Never feed or approach wildlife. Keep dogs on a leash. Carry bear spray, have it readily-accessible and know how to use it. Hike in groups of three or more. Occasionally make noise to not startle wildlife. Watch for signs of bear activity. If bears have been active in the area, consider recreating elsewhere that day.


Keep trash in bear-resistant trash containers and close and lock lids. Keep any doors or windows accessible to bears closed and locked, including garage and vehicle doors. Never leave food, trash or any scented items in vehicles. Feed pets indoors. If where you're staying has bear-resistant trash cans or dumpsters, use them and keep them locked. Clean outdoor grills after use and clean up after eating outside. Report bear activity to the LPC Bear Hotline at 970-247-BEAR.

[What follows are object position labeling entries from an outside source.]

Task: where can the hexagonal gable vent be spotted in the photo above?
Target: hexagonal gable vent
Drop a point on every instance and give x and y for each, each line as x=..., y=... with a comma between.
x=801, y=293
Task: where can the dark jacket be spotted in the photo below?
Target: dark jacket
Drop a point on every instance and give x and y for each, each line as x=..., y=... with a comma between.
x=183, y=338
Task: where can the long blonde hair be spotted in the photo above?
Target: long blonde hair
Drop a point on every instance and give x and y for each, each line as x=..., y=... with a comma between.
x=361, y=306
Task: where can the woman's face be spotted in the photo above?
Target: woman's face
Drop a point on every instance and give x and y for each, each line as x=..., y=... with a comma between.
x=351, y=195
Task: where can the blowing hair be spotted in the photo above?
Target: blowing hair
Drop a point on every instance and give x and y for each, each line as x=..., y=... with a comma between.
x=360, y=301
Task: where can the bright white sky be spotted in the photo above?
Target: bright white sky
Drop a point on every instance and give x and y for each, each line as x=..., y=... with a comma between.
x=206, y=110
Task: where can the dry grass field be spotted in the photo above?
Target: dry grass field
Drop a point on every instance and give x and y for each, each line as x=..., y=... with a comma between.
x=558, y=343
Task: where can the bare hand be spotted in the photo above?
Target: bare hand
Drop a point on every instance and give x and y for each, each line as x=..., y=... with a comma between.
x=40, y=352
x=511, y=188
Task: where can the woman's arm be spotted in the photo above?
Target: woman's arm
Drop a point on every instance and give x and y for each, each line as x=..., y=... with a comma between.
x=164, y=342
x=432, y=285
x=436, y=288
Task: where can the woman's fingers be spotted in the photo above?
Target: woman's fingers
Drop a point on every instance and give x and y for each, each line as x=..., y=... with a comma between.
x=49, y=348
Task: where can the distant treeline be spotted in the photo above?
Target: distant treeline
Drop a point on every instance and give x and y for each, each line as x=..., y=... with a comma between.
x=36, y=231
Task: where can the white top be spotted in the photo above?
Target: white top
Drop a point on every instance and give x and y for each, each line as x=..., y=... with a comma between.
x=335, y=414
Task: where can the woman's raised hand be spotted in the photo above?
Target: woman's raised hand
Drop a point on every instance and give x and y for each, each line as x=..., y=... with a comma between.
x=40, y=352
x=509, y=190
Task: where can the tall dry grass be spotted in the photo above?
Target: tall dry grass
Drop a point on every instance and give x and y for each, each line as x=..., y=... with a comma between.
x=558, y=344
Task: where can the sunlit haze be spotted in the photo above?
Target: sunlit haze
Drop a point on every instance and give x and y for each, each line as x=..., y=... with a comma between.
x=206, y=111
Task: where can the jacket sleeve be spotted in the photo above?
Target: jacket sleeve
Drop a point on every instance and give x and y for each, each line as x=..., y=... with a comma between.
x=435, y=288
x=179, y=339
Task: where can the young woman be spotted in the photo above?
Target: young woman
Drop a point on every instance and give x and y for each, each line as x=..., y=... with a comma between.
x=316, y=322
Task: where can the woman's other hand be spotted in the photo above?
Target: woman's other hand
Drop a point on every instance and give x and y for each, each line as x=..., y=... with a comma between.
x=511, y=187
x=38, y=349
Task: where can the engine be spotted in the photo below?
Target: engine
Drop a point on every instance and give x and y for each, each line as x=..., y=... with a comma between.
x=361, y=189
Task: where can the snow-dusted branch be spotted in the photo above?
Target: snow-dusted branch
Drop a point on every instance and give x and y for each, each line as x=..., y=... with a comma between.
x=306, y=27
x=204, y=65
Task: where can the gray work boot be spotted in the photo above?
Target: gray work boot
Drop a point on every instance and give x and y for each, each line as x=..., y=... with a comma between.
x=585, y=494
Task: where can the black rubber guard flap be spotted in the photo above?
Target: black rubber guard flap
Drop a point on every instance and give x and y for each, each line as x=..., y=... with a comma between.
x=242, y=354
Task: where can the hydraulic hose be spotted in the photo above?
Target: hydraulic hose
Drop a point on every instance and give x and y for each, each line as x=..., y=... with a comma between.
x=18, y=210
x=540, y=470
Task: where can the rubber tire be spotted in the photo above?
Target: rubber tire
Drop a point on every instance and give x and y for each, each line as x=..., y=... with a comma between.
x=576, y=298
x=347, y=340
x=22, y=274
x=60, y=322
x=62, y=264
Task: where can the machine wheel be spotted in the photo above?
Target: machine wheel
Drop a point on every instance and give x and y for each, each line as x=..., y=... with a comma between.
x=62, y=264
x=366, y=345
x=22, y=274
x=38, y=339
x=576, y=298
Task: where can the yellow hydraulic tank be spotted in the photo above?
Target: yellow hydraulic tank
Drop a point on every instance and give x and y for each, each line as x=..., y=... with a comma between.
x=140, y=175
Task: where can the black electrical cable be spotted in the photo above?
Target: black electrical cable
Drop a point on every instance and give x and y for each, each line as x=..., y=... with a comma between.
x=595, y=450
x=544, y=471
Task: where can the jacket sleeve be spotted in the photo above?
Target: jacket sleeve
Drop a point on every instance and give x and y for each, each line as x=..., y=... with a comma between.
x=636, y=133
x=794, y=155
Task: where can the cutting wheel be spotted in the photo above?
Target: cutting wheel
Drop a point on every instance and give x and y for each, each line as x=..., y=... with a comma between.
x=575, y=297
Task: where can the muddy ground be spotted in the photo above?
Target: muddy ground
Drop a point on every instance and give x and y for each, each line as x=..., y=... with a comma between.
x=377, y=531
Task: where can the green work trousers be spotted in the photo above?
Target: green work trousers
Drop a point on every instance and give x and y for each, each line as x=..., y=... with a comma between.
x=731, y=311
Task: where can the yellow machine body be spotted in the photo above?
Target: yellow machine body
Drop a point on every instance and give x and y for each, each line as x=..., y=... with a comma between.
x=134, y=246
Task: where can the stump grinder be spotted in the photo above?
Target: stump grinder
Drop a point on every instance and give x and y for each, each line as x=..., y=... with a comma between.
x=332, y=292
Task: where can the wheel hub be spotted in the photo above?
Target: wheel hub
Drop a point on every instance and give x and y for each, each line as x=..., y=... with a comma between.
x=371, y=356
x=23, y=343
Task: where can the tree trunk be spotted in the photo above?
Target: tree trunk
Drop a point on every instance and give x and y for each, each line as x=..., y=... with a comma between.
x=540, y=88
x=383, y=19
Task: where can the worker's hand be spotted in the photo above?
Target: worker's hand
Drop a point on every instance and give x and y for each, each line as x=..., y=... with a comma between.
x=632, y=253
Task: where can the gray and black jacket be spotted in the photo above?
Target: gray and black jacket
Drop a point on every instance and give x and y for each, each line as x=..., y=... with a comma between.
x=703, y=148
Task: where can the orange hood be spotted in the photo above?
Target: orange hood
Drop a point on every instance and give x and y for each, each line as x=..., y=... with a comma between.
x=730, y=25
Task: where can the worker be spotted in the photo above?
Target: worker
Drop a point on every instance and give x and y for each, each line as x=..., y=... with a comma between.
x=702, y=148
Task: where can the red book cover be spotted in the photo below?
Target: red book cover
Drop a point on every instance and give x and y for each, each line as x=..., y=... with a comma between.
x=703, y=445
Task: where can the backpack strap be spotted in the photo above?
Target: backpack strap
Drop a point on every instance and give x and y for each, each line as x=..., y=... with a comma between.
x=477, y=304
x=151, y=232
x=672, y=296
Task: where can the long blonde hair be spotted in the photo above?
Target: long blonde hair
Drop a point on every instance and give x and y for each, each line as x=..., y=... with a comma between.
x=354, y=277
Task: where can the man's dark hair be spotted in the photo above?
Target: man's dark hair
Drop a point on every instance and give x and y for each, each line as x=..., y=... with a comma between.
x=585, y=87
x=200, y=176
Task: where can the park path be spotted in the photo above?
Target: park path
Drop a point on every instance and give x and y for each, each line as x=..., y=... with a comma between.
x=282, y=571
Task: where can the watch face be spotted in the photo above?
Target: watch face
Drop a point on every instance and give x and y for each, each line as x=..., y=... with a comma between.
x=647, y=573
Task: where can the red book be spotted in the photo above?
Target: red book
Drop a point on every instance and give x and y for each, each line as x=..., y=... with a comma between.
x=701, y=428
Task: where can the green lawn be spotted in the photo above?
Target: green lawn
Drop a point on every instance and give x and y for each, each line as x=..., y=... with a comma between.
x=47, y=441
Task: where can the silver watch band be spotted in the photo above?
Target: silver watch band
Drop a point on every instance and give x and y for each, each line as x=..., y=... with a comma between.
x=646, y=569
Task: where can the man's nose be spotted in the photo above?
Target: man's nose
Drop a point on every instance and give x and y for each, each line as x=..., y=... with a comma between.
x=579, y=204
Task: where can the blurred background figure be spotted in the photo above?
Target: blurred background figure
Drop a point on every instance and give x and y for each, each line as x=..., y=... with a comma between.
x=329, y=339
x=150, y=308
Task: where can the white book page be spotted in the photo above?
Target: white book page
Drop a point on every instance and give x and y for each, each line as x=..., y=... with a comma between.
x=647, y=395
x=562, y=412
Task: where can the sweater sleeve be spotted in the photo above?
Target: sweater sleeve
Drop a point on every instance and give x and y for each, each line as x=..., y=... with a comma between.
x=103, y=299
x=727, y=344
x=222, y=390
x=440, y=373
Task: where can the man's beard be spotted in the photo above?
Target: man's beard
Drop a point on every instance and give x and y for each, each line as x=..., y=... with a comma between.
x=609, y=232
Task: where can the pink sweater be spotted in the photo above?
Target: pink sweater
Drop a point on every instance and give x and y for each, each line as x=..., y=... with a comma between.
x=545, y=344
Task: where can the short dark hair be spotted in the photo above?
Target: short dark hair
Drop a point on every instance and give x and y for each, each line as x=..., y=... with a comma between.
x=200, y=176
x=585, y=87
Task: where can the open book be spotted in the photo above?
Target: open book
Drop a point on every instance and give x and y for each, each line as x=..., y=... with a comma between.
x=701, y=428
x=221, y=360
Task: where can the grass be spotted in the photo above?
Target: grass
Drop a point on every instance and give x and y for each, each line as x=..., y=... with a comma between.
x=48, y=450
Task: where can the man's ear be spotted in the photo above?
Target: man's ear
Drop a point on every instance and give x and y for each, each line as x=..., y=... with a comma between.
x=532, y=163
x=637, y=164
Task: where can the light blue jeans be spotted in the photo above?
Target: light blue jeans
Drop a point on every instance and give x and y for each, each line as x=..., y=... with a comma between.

Store coolers out of sight in vehicles, and keep vehicle windows rolled up and doors locked. Use food storage canisters or hang food bags when backcountry camping. Never keep food or any scented items in tents. Never leave coolers or food out unattended. Keep your camp area and picnic tables clean. Do not burn or bury trash. Use bear-resistant trash cans or dumpsters and keep them locked or pack out trash. Dogs should be leashed at campsites. Immediately report any bear sightings or encounters to campground hosts or to the LPC Bear Hotline at 970-247-BEAR.